Metamagnetism in the electron-doped chemical substitution series URu$_{\mathrm{2}}$Si$_{\mathrm{2-}}_{x}$P$_{x}_{\mathrm{.}}$

The heavy fermion intermetallic URu$_{\mathrm{2}}$Si$_{\mathrm{2}}$ exhibits a rich variety of phenomena, including a transition into an unknown broken symmetry state (hidden-order) below the temperature $T_{\mathrm{0}} \quad =$ 17.5 K, deviations from Fermi liquid behavior, and unconventional superconductivity below $T_{\mathrm{c}} \quad =$ 1.4 K. The substitution series URu$_{\mathrm{2}}$Si$_{\mathrm{2-}}_{x}$P$_{x}$ was recently synthesized for the first time, where Si $\to $ P substitution simultaneously induces a small chemical pressure and causes electronic tuning, resulting in a $T-x$ phase diagram that includes hidden order (x \textless 0.03), a no-order Kondo lattice (0.03 \textless $x $\textless 0.26), and antiferromagnetism (0.26 \textless $x $\textless 0.5).

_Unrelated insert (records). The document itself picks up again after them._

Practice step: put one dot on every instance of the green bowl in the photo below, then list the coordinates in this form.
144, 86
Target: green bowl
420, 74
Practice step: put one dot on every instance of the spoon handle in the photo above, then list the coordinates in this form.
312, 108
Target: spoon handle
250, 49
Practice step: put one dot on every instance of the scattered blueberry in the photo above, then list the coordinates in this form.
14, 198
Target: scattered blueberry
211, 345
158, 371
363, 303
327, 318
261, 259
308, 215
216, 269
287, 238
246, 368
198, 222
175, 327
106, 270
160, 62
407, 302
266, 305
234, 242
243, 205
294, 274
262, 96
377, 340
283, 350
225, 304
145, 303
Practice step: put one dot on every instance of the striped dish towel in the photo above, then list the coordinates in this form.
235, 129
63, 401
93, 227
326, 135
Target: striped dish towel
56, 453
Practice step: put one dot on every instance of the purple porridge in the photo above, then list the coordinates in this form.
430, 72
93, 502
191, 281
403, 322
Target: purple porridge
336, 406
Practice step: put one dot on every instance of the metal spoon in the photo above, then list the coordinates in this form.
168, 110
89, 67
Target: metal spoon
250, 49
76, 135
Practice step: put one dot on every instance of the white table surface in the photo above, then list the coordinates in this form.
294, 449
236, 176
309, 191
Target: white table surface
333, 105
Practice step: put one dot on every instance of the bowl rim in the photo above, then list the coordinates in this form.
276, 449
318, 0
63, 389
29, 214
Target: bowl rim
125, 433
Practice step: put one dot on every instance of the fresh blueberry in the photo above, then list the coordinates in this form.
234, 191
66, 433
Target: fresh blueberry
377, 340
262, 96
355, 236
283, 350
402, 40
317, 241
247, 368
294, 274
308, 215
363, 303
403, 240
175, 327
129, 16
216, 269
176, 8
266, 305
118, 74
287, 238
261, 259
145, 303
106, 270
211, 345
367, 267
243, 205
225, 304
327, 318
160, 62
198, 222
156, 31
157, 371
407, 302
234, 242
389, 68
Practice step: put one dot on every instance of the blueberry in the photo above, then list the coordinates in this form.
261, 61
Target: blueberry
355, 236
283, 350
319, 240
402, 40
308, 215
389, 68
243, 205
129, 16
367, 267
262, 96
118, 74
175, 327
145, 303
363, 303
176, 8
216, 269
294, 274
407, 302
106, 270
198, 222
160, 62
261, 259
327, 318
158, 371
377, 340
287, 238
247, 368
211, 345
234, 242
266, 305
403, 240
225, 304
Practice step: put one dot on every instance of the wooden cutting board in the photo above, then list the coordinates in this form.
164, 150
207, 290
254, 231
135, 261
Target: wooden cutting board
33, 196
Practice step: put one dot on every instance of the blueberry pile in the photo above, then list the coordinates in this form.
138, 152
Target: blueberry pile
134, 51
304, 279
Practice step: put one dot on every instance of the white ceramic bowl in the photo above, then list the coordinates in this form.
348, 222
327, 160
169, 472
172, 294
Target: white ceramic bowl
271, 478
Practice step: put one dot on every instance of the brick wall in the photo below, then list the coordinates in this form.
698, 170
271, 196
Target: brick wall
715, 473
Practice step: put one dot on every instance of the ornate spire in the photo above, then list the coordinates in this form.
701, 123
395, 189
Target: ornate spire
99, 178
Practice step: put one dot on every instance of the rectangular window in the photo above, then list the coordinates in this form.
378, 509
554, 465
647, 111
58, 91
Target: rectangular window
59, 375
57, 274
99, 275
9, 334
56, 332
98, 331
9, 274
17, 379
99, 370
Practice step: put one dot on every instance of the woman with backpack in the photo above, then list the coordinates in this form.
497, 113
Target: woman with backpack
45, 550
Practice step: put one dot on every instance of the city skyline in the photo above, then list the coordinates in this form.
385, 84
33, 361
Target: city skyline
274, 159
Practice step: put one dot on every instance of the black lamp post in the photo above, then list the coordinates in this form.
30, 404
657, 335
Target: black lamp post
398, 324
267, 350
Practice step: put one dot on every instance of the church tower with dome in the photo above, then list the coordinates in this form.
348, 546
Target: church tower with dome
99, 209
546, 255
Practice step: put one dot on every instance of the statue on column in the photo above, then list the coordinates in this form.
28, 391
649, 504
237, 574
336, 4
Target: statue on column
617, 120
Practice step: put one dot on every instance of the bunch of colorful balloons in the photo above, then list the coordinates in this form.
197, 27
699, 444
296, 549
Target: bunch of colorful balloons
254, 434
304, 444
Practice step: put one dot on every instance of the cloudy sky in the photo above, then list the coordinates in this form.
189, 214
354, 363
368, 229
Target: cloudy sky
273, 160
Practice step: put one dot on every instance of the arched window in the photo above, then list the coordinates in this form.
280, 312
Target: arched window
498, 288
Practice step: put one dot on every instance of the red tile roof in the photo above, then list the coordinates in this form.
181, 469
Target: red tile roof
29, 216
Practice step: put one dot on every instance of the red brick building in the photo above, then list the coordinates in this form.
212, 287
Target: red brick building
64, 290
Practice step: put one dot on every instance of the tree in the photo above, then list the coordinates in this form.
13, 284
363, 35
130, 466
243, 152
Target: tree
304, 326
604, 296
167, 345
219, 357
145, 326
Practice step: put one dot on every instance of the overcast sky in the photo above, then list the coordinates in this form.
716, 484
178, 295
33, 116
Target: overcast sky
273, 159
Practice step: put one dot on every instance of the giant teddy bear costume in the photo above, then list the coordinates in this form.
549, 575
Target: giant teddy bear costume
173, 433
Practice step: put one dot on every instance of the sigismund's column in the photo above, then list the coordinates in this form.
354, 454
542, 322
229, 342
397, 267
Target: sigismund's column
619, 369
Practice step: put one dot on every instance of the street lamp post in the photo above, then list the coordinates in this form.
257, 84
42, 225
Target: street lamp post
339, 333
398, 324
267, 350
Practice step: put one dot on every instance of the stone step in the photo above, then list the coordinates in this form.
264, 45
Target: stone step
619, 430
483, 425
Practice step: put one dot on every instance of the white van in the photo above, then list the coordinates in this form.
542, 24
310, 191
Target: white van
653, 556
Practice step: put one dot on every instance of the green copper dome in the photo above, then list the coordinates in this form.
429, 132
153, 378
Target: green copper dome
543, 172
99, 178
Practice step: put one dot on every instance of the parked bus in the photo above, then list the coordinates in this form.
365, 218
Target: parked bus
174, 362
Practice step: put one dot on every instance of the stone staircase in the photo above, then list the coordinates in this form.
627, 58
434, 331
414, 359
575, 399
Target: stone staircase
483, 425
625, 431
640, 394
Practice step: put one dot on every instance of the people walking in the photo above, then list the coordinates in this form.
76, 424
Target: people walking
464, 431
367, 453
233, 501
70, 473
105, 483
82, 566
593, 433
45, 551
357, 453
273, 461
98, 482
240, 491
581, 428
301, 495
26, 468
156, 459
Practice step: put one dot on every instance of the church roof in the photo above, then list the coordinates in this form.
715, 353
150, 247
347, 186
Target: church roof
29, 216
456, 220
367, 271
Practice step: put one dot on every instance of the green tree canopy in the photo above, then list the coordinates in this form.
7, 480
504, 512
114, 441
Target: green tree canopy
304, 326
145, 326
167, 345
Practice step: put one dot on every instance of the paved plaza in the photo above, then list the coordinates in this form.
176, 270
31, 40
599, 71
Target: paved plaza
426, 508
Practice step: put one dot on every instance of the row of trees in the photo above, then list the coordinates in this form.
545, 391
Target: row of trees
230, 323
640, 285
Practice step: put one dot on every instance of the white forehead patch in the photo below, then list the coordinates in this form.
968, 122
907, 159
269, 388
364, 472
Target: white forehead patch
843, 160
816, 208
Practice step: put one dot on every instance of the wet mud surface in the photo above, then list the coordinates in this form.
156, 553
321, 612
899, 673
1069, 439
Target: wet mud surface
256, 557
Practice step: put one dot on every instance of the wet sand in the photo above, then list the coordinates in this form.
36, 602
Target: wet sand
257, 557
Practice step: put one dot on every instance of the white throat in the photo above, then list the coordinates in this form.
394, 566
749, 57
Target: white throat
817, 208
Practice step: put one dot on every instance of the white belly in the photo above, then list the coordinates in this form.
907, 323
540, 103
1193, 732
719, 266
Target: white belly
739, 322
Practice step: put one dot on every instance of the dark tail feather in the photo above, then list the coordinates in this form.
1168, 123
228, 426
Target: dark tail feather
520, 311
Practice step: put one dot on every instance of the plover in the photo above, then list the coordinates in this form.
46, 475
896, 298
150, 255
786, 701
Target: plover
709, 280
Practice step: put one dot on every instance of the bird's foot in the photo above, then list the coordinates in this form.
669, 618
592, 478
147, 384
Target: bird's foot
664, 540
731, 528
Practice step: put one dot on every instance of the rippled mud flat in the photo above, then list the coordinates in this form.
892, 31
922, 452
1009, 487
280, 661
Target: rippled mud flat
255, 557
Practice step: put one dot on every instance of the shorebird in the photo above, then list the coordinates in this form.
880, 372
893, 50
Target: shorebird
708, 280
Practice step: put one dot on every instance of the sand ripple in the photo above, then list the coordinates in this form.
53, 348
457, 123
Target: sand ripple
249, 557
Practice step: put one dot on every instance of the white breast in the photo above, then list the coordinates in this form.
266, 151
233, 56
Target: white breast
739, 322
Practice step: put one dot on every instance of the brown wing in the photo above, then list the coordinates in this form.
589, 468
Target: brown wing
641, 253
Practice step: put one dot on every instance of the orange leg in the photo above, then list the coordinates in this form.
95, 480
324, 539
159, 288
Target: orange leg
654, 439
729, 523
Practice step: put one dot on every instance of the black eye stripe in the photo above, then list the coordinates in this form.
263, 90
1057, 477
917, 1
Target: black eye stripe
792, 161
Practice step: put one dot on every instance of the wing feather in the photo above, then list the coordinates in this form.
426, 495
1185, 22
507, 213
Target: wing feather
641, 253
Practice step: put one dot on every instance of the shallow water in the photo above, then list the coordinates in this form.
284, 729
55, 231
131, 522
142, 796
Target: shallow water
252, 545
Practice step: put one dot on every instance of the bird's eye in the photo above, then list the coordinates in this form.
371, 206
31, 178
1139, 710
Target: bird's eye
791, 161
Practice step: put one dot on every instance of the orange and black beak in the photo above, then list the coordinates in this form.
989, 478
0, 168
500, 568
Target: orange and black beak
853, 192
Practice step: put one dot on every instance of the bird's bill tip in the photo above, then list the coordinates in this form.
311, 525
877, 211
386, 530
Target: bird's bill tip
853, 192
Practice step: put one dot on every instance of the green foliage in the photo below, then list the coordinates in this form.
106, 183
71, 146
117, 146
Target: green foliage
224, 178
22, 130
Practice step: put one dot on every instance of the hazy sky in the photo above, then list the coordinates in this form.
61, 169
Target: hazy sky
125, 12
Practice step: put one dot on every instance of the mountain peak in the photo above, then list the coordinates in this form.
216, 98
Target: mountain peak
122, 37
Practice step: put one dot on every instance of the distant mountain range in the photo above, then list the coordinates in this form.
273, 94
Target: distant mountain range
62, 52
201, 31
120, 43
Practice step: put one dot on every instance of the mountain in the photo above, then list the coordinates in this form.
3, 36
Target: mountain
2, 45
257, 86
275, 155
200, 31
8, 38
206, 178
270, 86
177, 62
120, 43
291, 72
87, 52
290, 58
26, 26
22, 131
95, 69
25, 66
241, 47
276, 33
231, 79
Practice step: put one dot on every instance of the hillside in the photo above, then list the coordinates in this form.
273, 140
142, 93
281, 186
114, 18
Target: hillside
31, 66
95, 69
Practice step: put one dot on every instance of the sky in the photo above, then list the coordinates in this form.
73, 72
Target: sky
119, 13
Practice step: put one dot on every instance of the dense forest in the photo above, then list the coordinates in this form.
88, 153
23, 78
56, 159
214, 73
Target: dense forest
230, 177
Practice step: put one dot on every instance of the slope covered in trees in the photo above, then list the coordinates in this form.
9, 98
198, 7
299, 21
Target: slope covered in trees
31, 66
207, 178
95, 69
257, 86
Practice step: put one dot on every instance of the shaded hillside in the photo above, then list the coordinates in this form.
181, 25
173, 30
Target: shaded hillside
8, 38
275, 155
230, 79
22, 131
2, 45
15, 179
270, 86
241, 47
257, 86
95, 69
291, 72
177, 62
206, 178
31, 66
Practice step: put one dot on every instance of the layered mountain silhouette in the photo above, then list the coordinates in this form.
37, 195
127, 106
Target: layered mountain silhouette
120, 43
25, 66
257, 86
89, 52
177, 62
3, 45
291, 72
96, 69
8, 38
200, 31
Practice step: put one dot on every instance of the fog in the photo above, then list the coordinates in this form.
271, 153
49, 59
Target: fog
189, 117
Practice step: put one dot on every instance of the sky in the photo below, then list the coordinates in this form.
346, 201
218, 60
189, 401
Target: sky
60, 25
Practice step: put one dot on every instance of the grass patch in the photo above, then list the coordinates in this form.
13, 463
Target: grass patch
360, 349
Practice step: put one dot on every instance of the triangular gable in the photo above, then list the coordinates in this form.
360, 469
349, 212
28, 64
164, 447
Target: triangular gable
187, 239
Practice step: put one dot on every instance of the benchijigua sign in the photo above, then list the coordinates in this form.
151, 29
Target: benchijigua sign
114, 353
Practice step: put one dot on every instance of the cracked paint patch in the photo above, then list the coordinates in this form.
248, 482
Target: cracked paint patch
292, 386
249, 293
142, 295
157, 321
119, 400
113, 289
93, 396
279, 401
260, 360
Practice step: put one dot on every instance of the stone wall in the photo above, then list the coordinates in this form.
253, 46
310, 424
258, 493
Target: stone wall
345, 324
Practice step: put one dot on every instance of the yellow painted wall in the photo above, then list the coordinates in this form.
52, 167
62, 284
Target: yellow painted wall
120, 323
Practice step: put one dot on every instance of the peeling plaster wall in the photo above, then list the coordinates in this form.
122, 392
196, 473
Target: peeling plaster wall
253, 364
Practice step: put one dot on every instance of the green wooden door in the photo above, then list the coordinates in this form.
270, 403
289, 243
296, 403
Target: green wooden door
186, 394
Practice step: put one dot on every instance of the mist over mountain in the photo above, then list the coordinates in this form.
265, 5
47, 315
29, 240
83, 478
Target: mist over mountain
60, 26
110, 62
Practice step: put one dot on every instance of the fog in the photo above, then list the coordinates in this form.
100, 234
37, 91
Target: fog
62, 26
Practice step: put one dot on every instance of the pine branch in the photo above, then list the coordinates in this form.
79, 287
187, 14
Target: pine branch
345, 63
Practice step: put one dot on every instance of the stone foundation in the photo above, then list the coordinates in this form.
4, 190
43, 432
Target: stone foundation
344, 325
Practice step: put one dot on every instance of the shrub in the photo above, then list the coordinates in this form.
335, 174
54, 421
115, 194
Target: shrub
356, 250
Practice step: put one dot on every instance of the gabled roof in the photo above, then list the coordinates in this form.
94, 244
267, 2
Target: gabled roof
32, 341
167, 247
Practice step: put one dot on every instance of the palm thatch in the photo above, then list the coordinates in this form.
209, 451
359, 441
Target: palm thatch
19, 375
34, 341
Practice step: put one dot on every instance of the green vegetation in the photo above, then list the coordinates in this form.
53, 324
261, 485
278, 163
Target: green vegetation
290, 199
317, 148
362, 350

We report magnetoresistance and magnetization studies in pulsed magnetic fields up to $H =$ 65 T that reveal breakdown of the Kondo lattice and several high field ordered states, which vary with $x$. We discuss these results in terms of their relationship to the suppression of hidden order towards zero temperature and the breakdown of the Kondo lattice in high magnetic fields, and compare related metamagnetic correlated electron materials.